Mapping and quantifying mammalian transcriptomes by RNA-Seq

Abstract
The mouse transcriptome in three tissue types has been analyzed using Illumina next-generation sequencing technology. This quantitative RNA-Seq methodology has been used for expression analysis and splice isoform discovery and to confirm or extend reference gene models. Also in this issue, another paper reports application of the ABI SOLiD technology to sequence the transcriptome in mouse embryonic stem cells. We have mapped and quantified mouse transcriptomes by deeply sequencing them and recording how frequently each gene is represented in the sequence sample (RNA-Seq). This provides a digital measure of the presence and prevalence of transcripts from known and previously unknown genes. We report reference measurements composed of 41–52 million mapped 25-base-pair reads for poly(A)-selected RNA from adult mouse brain, liver and skeletal muscle tissues. We used RNA standards to quantify transcript prevalence and to test the linear range of transcript detection, which spanned five orders of magnitude.

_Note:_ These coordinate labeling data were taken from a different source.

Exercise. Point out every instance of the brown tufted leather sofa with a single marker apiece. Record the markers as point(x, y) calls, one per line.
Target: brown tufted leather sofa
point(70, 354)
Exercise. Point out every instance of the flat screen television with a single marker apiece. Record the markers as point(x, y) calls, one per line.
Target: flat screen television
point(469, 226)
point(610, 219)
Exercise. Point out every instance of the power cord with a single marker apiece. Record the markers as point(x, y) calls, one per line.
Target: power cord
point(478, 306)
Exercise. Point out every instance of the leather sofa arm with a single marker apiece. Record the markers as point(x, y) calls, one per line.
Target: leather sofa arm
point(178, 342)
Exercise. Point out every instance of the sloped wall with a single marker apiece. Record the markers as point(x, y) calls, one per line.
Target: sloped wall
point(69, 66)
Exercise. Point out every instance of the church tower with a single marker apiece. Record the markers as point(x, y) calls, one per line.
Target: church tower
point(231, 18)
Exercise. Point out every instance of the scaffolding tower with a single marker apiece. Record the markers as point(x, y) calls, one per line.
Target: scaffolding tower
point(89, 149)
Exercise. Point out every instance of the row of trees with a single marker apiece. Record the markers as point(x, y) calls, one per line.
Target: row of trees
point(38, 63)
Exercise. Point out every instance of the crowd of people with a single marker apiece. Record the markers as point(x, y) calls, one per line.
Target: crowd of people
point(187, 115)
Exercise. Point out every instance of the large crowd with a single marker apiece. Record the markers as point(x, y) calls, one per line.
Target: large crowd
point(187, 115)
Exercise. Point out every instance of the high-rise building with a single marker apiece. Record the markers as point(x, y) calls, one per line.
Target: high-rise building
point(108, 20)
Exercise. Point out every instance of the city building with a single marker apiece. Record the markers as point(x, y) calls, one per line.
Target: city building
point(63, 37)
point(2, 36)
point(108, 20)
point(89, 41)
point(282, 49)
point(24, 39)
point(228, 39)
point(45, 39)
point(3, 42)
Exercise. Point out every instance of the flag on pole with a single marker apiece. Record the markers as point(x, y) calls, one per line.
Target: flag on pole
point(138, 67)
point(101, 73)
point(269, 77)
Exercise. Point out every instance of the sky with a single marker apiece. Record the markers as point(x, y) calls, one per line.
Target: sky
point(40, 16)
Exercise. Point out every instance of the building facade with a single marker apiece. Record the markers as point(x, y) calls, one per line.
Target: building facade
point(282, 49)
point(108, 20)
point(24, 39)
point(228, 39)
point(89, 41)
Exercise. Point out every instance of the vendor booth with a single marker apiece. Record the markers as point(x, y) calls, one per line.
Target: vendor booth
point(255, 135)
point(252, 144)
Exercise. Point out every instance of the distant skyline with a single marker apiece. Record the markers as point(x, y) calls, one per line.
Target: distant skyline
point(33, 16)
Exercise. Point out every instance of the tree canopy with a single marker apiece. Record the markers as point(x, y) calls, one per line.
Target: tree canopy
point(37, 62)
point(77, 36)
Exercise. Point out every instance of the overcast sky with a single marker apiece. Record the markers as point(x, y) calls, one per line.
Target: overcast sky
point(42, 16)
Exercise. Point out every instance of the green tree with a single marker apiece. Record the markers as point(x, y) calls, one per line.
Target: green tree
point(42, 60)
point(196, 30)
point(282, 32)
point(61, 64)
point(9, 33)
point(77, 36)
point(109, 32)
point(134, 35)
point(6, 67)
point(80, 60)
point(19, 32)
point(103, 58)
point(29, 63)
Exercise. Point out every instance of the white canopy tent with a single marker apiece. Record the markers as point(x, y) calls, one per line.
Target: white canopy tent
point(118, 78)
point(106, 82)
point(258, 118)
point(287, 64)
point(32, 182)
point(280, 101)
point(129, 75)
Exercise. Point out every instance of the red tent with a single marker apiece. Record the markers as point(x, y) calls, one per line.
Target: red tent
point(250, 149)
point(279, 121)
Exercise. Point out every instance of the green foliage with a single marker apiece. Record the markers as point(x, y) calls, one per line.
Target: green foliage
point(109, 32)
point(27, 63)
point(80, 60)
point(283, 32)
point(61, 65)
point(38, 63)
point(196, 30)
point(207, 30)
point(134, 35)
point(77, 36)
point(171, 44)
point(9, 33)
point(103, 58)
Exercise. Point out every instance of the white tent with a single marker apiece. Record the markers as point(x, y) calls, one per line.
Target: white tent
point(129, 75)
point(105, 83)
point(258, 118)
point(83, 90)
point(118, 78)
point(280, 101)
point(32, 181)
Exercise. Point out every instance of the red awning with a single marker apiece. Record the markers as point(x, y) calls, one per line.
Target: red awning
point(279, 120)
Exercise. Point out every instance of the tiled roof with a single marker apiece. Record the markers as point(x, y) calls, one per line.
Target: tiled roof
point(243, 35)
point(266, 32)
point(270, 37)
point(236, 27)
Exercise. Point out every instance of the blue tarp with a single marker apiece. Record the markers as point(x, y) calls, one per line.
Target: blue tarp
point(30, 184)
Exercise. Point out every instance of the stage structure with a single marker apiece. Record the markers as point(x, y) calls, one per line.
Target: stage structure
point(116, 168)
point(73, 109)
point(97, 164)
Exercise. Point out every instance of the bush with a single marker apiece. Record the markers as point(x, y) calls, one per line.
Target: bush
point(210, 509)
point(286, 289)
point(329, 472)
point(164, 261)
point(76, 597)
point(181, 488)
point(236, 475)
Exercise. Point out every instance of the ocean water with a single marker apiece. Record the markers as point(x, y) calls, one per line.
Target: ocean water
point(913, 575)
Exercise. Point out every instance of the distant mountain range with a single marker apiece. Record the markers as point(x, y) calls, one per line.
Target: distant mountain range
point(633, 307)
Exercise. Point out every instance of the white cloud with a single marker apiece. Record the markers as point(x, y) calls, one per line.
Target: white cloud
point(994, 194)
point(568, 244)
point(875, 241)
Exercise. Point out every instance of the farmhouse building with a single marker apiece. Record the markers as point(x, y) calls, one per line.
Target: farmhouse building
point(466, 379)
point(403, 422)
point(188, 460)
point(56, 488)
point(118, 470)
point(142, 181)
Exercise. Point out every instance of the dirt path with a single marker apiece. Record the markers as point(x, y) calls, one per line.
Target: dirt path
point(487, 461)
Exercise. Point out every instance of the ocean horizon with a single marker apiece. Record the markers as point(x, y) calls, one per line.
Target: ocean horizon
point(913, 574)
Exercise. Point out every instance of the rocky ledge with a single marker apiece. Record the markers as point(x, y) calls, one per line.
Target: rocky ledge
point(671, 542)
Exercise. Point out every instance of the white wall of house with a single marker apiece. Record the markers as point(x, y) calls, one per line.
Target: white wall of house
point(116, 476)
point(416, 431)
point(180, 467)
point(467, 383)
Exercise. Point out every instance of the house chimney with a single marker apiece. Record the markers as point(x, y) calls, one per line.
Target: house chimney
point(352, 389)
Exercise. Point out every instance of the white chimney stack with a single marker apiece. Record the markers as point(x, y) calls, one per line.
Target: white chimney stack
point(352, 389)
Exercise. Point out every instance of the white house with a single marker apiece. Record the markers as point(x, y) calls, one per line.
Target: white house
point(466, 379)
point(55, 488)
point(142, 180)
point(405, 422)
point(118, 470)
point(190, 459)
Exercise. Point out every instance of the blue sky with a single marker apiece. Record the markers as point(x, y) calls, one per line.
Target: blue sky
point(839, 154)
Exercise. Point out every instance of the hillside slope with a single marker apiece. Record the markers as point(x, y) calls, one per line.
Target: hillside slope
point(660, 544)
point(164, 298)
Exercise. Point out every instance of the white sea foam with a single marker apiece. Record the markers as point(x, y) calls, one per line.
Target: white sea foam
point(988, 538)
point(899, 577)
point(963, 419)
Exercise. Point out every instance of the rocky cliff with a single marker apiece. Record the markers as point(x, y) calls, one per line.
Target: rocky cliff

Although >90% of uniquely mapped reads fell within known exons, the remaining data suggest new and revised gene models, including changed or additional promoters, exons and 3′ untranscribed regions, as well as new candidate microRNA precursors. RNA splice events, which are not readily measured by standard gene expression microarray or serial analysis of gene expression methods, were detected directly by mapping splice-crossing sequence reads. We observed 1.45 × 105 distinct splices, and alternative splices were prominent, with 3,500 different genes expressing one or more alternate internal splices.